***Set up:*** Let's define the default font sizes to make the figures prettier.

In [2]:
import matplotlib.pyplot as plt

plt.rc('font', size=14)
plt.rc('axes', labelsize=14, titlesize=14)
plt.rc('legend', fontsize=14)
plt.rc('xtick', labelsize=10)
plt.rc('ytick', labelsize=10)

In [3]:
import numpy as np
from sklearn.datasets import fetch_openml # download real-life datasets

np.random.seed(42)

mnist = fetch_openml('mnist_784', as_frame=False)

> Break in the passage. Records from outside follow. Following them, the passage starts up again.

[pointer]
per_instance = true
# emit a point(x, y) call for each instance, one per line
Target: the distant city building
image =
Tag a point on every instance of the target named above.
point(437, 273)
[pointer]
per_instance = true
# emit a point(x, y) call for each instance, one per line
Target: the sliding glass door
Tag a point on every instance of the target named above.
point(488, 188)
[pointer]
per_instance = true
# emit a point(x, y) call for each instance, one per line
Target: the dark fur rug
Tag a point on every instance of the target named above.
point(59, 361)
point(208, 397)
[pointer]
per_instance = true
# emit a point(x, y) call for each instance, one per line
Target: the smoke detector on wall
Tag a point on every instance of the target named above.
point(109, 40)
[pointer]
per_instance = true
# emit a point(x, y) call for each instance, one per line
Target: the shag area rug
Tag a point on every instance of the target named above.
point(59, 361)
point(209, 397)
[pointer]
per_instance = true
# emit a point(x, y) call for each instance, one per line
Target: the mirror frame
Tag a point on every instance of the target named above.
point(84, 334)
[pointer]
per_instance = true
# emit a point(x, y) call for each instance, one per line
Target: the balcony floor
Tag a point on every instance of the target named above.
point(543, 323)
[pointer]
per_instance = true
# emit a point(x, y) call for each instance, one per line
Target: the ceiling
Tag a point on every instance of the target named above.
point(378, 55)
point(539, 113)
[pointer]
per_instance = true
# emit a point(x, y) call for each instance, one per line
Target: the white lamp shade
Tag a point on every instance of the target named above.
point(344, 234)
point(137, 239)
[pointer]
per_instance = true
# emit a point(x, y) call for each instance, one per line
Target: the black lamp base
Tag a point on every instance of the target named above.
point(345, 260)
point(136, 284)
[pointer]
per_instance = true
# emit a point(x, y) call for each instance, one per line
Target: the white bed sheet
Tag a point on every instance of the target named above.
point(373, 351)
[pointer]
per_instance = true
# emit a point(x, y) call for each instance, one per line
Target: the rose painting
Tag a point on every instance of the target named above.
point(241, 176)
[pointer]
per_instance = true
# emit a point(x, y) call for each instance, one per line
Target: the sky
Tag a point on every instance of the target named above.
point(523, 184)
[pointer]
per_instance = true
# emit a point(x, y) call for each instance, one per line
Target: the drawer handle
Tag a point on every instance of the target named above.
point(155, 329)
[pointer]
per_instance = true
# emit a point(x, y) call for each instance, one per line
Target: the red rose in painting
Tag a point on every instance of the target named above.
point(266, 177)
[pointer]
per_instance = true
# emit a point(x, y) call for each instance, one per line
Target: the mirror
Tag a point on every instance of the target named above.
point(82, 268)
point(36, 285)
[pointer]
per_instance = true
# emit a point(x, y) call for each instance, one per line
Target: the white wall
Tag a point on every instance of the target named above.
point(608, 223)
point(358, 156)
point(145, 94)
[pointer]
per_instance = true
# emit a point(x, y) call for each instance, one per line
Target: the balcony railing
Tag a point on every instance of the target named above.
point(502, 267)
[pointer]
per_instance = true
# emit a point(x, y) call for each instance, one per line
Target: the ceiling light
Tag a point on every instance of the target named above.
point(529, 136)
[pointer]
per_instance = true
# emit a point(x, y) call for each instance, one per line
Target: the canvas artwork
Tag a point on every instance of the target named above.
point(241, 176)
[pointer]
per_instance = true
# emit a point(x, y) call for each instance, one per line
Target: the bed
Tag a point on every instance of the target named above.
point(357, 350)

X, y = mnist.data, mnist.target

X_train, X_test, y_train, y_test = X[:60000], X[60000:], y[:60000], y[60000:] # split the data into training and test sets

### **Training a Binary Classifier.**

First, we need to simplify problem and only try to identify one digit. "5-detector" will be an example of classifier a binary classifier.

In [4]:
y_train_5 = (y_train == '5') # True for all 5s, False for all other digits
y_test_5 = (y_test == '5')

Now let’s pick a classifier and train it. A good place to start is using a stochastic gradient descent [`Scikit-Learn’s SGDClassifier`](https://scikit-learn.org/stable/modules/generated/sklearn.linear_model.SGDClassifier.html) class.

In [5]:
from sklearn.linear_model import SGDClassifier

sgd_clf = SGDClassifier(random_state=42)
sgd_clf.fit(X_train, y_train_5)

In [6]:
sgd_clf.predict([X[0]])

array([ True])

## **Performance Measures.**

### **1. Measuring Accuracy Using Cross-Validation:**

Let’s use the `cross_val_score()` function to evaluate our `SGDClassifier` model, using k-fold cross-validation with three folds. Remember that k-fold cross-validation means splitting the training set into k folds (in this case, three), then training the model k times, holding out a different fold each time for evaluation.

In [7]:
from sklearn.model_selection import cross_val_score
cross_val_score(sgd_clf, X_train, y_train_5, cv=3, scoring='accuracy') # 3-fold cross-validation, accuracy as scoring metric

array([0.95035, 0.96035, 0.9604 ])

Implementing Cross-Validation:

In [8]:
from sklearn.model_selection import StratifiedKFold
from sklearn.base import clone

skfolds = StratifiedKFold(n_splits=3, shuffle=True, random_state=42)

for train_index, test_index in skfolds.split(X_train, y_train_5):
    clone_clf = clone(sgd_clf)
    X_train_folds = X_train[train_index]
    y_train_folds = y_train_5[train_index]
    X_test_fold = X_train[test_index]
    y_test_fold = y_train_5[test_index]

    clone_clf.fit(X_train_folds, y_train_folds)
    y_pred = clone_clf.predict(X_test_fold)
    n_correct = sum(y_pred == y_test_fold)
    print((n_correct / len(y_pred)))

0.9669
0.91625
0.96785


`Stratifiedkfold` is a tool in the Scikit-learn library used to divide data into training and tests during cross-validation. The special feature of `stratifiedkfold` is that it retains the distribution of layers in data when divided into folds.

When using `stratifiedkfold`, you specify the number of fold (`n_splits`) you want to create. Each fold will be made so that the proportion of layers in the data is originally maintained. This ensures that each fold has a good representation for different classes in data.

For example, if you have a set of data with 100 models and 2 layers (class 0 and 1), and you want to divide into 5 folds, `stratifiedkfold` will divide data so that each fold has 80% of the model of class 0 And 20% of the sample of grade 1. This helps ensure that each fold has a good representation for both classes.

To use `StratifiedKFold`, you need to transfer training data (`x`) and the corresponding label (`y`y) to the `split()` method. It will return the indicators of the samples in training and test for each fold. You can use these indicators to access the corresponding samples in the data.